Em resumo, o progresso tecnológico é muito rápido e ultrapassa as expectativas; em segundo lugar, há muito espaço para a imaginação na comercialização, mas ainda não explorámos o aspecto mais crítico.

Jian Yang: Porque é que o CGIA é tão importante? Que tipo de valor e significado tem? Em que domínios pode trazer mudanças? Para além do aspecto material, que tipo de impacto pode ter a nível espiritual e de valores?

Weiwen Duan: Vou falar principalmente de quatro aspectos: Em primeiro lugar, o CGIA proporciona uma nova forma de criação de conteúdos, mas deve ser também uma nova forma de percepção cognitiva. Agora, quando o AIGC gera conteúdos, as ideias individuais tornam-se mais importantes.
Em segundo lugar, o AIGC é uma nova ferramenta de aprendizagem e investigação, porque capacita os indivíduos com capacidades criativas de nível superior. Por exemplo, recentemente, tem havido controvérsia sobre se muitas teses de licenciatura já podem ser escritas utilizando o CGIA e as pessoas pensam que é batota. Se examinarmos cuidadosamente a maior parte das teses de licenciatura actuais, já copiam e colam [de outro sítio], mas fazem-no habilmente. No entanto, a utilização do CGIA pode facilitar a conclusão da pesquisa e do processamento da literatura e melhorar a eficiência da aprendizagem. No trabalho de investigação, o CGIA pode tornar-se uma ferramenta rotineira e benéfica no processo de colaboração da cognição homem-máquina.
Em terceiro lugar, pode envolver o metaverso, que é a criação de um mundo virtual. A arte da IA combina todas as possibilidades, à semelhança da teoria dos mundos possíveis de Saul Kripke. No passado, o cérebro do indivíduo tinha um acesso limitado a estes recursos de dados potenciais. Mas o CGIA pode combinar totalmente estes recursos de acordo com a sua imaginação e tornar-se uma máquina para criar mundos possíveis.
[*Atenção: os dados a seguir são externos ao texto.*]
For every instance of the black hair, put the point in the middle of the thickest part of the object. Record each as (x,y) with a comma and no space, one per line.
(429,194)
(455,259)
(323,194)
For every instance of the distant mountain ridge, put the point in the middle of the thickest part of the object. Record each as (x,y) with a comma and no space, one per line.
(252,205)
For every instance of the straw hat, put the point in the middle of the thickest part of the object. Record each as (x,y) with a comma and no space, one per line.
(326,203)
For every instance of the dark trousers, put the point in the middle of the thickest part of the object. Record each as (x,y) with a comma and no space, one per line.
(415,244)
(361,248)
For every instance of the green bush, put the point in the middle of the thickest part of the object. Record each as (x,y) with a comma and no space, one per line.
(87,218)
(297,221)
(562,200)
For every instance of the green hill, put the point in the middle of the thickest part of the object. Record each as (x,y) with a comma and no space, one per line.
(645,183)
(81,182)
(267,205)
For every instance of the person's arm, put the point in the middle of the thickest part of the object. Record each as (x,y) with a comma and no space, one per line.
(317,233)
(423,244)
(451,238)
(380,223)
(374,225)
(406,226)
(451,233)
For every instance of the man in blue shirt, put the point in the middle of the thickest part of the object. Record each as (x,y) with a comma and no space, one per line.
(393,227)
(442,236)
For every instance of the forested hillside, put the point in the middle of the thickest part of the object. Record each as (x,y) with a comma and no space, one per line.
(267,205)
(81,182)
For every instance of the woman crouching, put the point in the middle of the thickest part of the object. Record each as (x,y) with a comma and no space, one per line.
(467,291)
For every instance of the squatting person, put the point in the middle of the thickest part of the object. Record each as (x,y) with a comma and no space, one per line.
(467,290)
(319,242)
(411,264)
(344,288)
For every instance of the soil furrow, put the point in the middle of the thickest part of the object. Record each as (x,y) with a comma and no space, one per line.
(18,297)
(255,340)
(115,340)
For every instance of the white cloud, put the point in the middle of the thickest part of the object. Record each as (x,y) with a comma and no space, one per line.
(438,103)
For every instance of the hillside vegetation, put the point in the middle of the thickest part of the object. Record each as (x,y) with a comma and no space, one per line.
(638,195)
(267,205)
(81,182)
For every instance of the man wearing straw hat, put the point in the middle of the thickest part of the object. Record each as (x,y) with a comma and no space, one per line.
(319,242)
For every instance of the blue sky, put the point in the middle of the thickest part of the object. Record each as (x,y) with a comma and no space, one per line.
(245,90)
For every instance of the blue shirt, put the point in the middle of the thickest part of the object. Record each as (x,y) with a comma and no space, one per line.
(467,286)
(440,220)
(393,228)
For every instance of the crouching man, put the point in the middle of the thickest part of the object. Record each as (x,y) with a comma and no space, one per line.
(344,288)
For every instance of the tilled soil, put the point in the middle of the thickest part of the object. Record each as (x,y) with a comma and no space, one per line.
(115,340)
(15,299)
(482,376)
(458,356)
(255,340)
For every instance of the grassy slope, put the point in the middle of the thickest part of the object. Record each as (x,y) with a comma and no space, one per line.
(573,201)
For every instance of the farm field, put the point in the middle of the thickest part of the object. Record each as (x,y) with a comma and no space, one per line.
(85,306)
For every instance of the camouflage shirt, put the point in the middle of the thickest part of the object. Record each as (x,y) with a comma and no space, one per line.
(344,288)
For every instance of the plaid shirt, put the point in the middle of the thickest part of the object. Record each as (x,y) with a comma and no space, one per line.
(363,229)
Por conseguinte, o potencial do metaverso expandiu-se significativamente e podemos combinar toda a riqueza espiritual, ideias criativas e património cultural da humanidade para criar. (De acordo com o filósofo americano Saul Kripke, os factos modais são interpretados como factos sobre mundos possíveis, em que o mundo real é apenas aquele em que o maior número possível de aspectos do mundo são semelhantes aos nossos).
Em quarto lugar, tem havido algumas aplicações interessantes do AIGC, uma das quais é a prevenção do autismo. Muitas pessoas têm ansiedade social, pelo que podem criar uma pessoa digital com quem conversar. Uma artista utilizou o seu diário de infância para treinar a IA e acabou por ter uma conversa com o seu “eu” mais novo. Isto permitiu-lhe compreender o que a preocupava durante a adolescência e obter um efeito terapêutico. Por conseguinte, o CGIA também pode contribuir para a autoconsciência e a auto-cura espirituais e até tornar-se o nosso bom companheiro, que nos permite ajudar-nos a nós próprios e assumir uma nova vida através da IA para ganhar maior força espiritual.